Yeah I went against my better judgment when I bought the blocks but I am anxious to get my boat in the water and I could not think of anything else that would be strong enough to do the job. This winter I am going to invest in some boat jacks. Thanks for the advice on turning them the other way. I got my paint in today and I will stack them differently when I paint the bottom this Sunday.....


Mike
03-13-2008 09:45 AM
pfatyol The concrete blocks are not the blocking to be using. Especially since they are stacked the wrong way! The holes in the blocks should be vertical and not horizontal! The strenght of the concrete block in in the direction of the holes. Please, be very careful since there are only three parallel webs supporting the weight.
03-13-2008 09:02 AM
mykengel I sure hate to see anyone trust their or their boats safety to concrete blocks.
They can crack and split and you could end up with a lot bigger problem than you started with.Timbers of some kind(railroad ties?) would be a lot safer.
03-13-2008 08:37 AM
Sailormon6
Quote:
Originally Posted by venturousviking View Post
Help me with this. What does it look like if it's not?

Mike
It looks like Interlux 2000 barrier coat. It should be fairly thick, and it's fairly tough. If you haven't sanded through it, it's probably OK. Just check the hull for blisters whenever you haul the boat.
03-12-2008 06:54 PM
venturousviking
Quote:
Originally Posted by chucklesR View Post
this one still has enough shine to reflect the towel. It's your call because sometimes pictures don't cut it:
http://farm3.static.flickr.com/2370/...0ba24929_b.jpg

My earlier comment was based on what I now see be reflected bunker boards (the black looked like previous paint).
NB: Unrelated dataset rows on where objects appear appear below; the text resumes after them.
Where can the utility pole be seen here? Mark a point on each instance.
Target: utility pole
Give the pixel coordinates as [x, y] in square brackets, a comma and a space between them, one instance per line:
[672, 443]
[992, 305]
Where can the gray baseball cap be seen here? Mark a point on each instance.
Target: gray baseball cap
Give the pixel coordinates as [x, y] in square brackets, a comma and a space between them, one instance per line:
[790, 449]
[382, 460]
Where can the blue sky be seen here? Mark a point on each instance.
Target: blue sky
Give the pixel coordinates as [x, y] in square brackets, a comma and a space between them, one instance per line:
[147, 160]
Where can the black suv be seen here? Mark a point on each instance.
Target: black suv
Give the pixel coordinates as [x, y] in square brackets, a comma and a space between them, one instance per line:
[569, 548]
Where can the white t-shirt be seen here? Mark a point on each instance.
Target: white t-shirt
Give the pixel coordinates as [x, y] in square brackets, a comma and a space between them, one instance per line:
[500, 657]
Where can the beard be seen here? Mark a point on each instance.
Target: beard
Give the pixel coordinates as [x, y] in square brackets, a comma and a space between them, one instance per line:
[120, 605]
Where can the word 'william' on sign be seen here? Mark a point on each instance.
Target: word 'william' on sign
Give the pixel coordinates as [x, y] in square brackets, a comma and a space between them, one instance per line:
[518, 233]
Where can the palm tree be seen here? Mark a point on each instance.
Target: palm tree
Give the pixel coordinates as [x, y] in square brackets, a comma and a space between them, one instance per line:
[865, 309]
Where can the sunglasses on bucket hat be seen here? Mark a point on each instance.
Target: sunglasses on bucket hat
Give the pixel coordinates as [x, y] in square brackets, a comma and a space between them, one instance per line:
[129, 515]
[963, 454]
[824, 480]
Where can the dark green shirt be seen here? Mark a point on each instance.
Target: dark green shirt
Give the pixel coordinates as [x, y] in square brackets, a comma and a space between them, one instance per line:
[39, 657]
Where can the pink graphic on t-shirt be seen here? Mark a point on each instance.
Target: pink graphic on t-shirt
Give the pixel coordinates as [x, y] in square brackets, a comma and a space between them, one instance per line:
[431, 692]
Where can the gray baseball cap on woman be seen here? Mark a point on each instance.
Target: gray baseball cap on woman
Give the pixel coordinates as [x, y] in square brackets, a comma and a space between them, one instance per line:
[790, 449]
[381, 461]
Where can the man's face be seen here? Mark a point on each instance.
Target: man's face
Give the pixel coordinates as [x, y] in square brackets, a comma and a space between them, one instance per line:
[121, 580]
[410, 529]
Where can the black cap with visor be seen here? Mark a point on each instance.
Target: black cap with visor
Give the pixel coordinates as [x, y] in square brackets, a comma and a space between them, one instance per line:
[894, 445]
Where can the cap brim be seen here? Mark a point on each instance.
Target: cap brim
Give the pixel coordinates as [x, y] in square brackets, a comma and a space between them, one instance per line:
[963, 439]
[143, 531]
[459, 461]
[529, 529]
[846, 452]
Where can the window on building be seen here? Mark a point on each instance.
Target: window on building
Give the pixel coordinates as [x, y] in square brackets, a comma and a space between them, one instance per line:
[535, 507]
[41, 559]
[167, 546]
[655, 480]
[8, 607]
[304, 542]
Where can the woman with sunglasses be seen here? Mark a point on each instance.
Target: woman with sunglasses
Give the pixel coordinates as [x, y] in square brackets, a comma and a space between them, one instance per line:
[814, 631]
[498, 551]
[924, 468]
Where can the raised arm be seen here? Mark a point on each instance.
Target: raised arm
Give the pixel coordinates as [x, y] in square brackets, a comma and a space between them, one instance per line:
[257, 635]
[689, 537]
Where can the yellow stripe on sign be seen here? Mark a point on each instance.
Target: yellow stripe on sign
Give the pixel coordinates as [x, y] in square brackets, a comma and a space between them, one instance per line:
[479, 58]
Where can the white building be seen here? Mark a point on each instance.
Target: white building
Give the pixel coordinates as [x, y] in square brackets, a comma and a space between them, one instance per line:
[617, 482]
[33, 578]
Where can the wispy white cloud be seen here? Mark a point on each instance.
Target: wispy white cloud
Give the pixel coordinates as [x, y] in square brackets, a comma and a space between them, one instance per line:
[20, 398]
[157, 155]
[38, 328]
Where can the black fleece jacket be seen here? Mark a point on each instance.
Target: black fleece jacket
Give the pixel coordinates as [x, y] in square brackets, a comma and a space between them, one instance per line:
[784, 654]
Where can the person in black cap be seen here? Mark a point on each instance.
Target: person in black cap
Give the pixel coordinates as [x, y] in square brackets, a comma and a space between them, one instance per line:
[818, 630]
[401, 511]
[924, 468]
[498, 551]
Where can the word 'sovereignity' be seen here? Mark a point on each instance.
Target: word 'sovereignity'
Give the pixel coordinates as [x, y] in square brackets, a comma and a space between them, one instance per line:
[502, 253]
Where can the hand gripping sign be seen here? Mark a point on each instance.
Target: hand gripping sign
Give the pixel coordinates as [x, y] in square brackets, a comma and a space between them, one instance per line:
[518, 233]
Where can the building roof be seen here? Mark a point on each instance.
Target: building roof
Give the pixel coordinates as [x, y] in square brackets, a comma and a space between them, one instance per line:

Seriously, it's all fine. Paint it, launch it, pull it in 6-8 weeks and take a look. If you can take a snorkel here and there and scrub the bottom.


Yeah I guess I should clarify. I was not finished when I took those pictures. That was right after I lifted the boat off the bunks...I assure you that it looks like a matte finish where you see shine. But thanks for noticing. That's why I post the pictures to see if any of you more experience sailors could give me some advice......
03-12-2008 06:37 PM
sailingdog That hull looks awfully shiny for something prepped for new paint... One way to tell if the hull is really clean is to spray it with water... if the water beads up or sheets anywhere, then you've got some more cleaning to do.
03-12-2008 06:09 PM
chucklesR this one still has enough shine to reflect the towel. It's your call because sometimes pictures don't cut it:
http://farm3.static.flickr.com/2370/...0ba24929_b.jpg

My earlier comment was based on what I now see be reflected bunker boards (the black looked like previous paint).

Seriously, it's all fine. Paint it, launch it, pull it in 6-8 weeks and take a look. If you can take a snorkel here and there and scrub the bottom.